The day the queue moved to the front of the clinic was the day Chinyere started hiding.
Not because she missed her appointment, but because her neighbour might see her.

Chinyere is a 34-year-old single mother of two, living in a tightly packed neighbourhood where everyone knows everyone. She runs a small tailoring shop tucked between a food kiosk and a barbershop. The income is modest, but it gives her independence, something she deeply values.

She was diagnosed with HIV three years ago and began ART at a nearby public clinic. At first, she was consistent with her refills. But then, the system changed.

The clinic recently moved its pickup point to the front entrance, open, exposed, with no privacy. It was just a wooden desk and a plastic chair under a small canopy, right by the clinic gate, and people queued up to collect their medications in full view of passersby. 

And on Thursdays, the day she usually refilled, she saw her neighbour, a well-known midwife, who volunteered there.

“ I can’t let her see me,” Chinyere said, eyes lowered. “If people find out, they’ll stop bringing clothes to my shop. I’ll lose everything.” 

To avoid being seen, she began skipping refills or sending her cousin with her ID. But she started skipping her viral load check appointments. While the refills weren’t the issue, the missed clinic days were. Over time, her viral load became detectable again.

 She wasn’t afraid of the virus returning; she was afraid of being recognised. 

A community health worker, reviewing recent discrepancies and irregular pickups, flagged her as “at-risk of disengagement”.

Through a gentle outreach, she was introduced to Retroviral Solutions (RVS), a partner program designed to support confidential, community-based care for clients facing stigma-related challenges. 

RVS connected her with a nearby trusted pharmacy enrolled in its Private Refill Access Program (PRAP). The setup was simple but powerful:

  • A discreet consultation room ensured privacy.

  • Her medications were pre-arranged and logged quietly.

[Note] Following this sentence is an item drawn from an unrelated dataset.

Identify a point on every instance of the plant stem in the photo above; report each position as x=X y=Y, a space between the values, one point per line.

  • RVS handled logistics, supply tracking, and refill alerts.

She became one of 18 patients enrolled in the pilot phase of RVS’s discreet refill network, aimed at restoring adherence without exposing identity.

It was the same medication, but now delivered with dignity.

“When I walk into the pharmacy now, I just look like anyone buying paracetamol,” Chinyere shared. “No stares. No judgment. It feels like breathing again.”

Today, Chinyere’s adherence is back on track. She has achieved viral suppression again. Her quiet, final words say it best:

“Privacy is not a luxury. For some of us, it’s the only way we can stay alive.” 

Chinyere’s story reflects a wider, urgent truth: stigma remains a powerful barrier to HIV care. As centralised clinics become overstretched and donor support declines, community-linked models like RVS step in to fill the gap, restoring not just treatment access, but the right to be unseen when needed.

By working with pharmacies and designing stigma-aware systems, RVS ensures people like Chinyere never have to choose between staying healthy and staying invisible.